The discovery comes from a team of researchers led by Harvard Medical School clinician-scientist Eduardo Maury, who combed through genetic data from blood samples of nearly 25,000 people with or without schizophrenia.
While the two genetic alterations need further validation, the findings strengthen an emerging idea that the seeds of schizophrenia aren't always inherited, yet still may be acquired long before someone meets the world.
If so, it opens the door to early prevention a fraction wider.
Schizophrenia is a serious neurological disorder arising from a complex mix of genetic and environmental factors, with events such as childhood trauma or viral infections likely playing a role, amplifying someone's risk of experiencing its symptoms of delusional or disordered thinking later in life.
It affects in 1 in 300 people worldwide, usually manifesting in early adulthood. Yet there is evidence to suggest the physiology responsible for schizophrenia originates either in early pregnancy or as a result of gestational complications.
In 2017, scientists studying bundles of lab-grown cells resembling tiny brains found evidence that disorganized brain cells dividing hurriedly and differentiating too early may give rise to schizophrenia.

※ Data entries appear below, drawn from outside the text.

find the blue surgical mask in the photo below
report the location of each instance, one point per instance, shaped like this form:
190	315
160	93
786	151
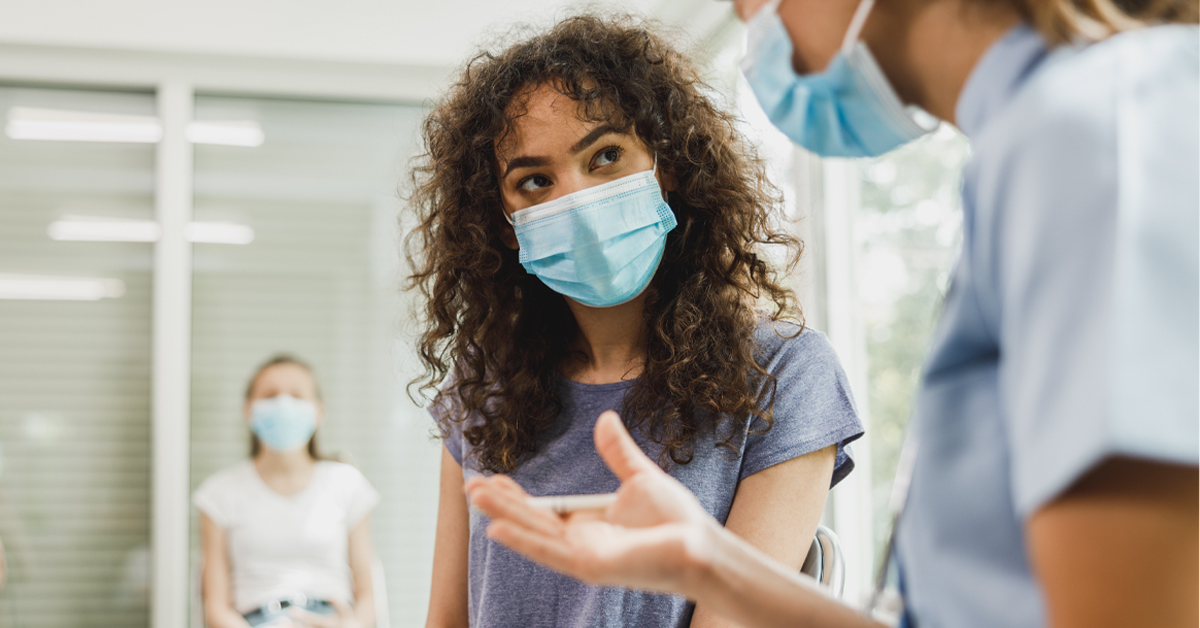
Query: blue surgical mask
601	245
847	111
283	423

And in 2021, researchers pinpointed specific genes in the placenta that are active during complicated pregnancies and associated with the disorder.

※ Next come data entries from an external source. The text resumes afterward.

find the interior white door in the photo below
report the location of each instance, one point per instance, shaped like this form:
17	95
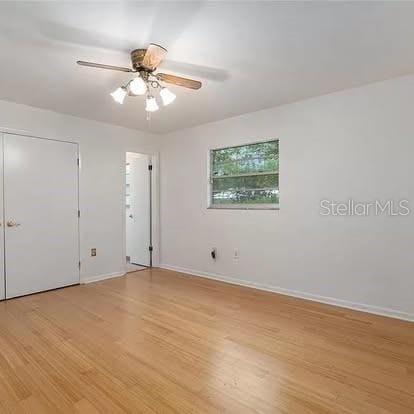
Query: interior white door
41	214
2	279
138	216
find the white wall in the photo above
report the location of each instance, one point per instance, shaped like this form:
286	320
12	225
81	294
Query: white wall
357	143
102	178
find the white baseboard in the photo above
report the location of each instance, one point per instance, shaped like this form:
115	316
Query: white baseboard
97	278
392	313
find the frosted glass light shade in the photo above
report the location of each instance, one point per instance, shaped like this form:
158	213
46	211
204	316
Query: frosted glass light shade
152	105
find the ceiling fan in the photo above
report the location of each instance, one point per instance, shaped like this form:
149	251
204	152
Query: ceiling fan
145	62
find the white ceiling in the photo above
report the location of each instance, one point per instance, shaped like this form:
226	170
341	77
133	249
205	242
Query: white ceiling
250	55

Now Maury and colleagues have identified two genes, called NRXN1 and ABCB11, that appear to be associated with schizophrenia when copies of the genes go missing in utero.

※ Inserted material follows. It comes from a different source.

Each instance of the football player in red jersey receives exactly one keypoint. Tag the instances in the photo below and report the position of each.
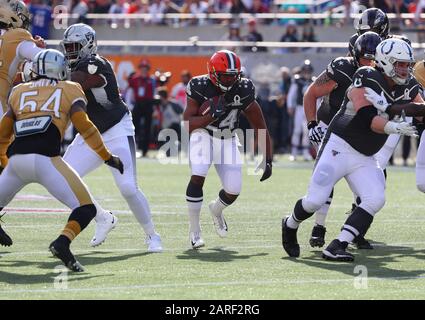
(213, 139)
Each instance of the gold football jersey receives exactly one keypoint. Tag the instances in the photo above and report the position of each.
(45, 97)
(9, 61)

"We're looking at mutations that are not inherited from the parents," explains Chris Walsh, senior author and geneticist at Boston Children's Hospital.
In NRXN1 and ABCB11, the researchers found alterations called copy number variations, a type of genetic error where copies of a gene or long stretches of DNA are duplicated or, in this case, deleted in one person compared to the next.
On rare occasions, copy number variations can be inherited, contributing to around 5 percent of schizophrenia cases. Those so-called germline mutations would show up in every cell of the body, since they were written into a person's genome before the fertilized egg undergoes its first division.
Research also suggests four out of five cases of schizophrenia can be traced back to genes inherited from the child's parents, with more recent studies adding to the list of known genetic links. Yet that still leaves roughly 20 percent of cases without an obvious basis in inheritance.
Of the two genes identified in this study, Maury and colleagues found partial deletions of NRXN1 in five cases of schizophrenia, and none in the unaffected individuals of their control cohort. This prevalence was much higher than in population-level databases.
NRXN1 helps brain cells transmit signals and it has been associated with schizophrenia before – when those mutations are inherited.
When mutations aren't inherited but acquired during early development or later life, they are termed somatic mutations. As these arise after embryonic cells have already begun separate journeys forming the different cells that will go on to create a full human, they will be passed onto the descendants of the cell with the mutation.
So somatic mutations are found only in a fraction of body cells; for example brain and blood cells, but not sex cells. This is the kind of NRXN1 mutation Maury and colleagues found.
The second gene identified, ABCB11, is known to encode a liver protein but its link to schizophrenia is far less certain.
Maury and colleagues found deletions within the ABCB11 gene in another five cases of schizophrenia, all of whom didn't respond to antipsychotic medications.
"That one came out of nowhere for us," says Maury of ABCB11. "There have been some studies associating mutations in this gene with treatment-resistant schizophrenia, but it hasn't been strongly implicated in schizophrenia per se."
Taken together, the researchers conclude that alterations in these two genes "may contribute a small but significant part of the genetic architecture of schizophrenia."
More research is needed to figure out just how much.
The study has been published in Cell Genomics.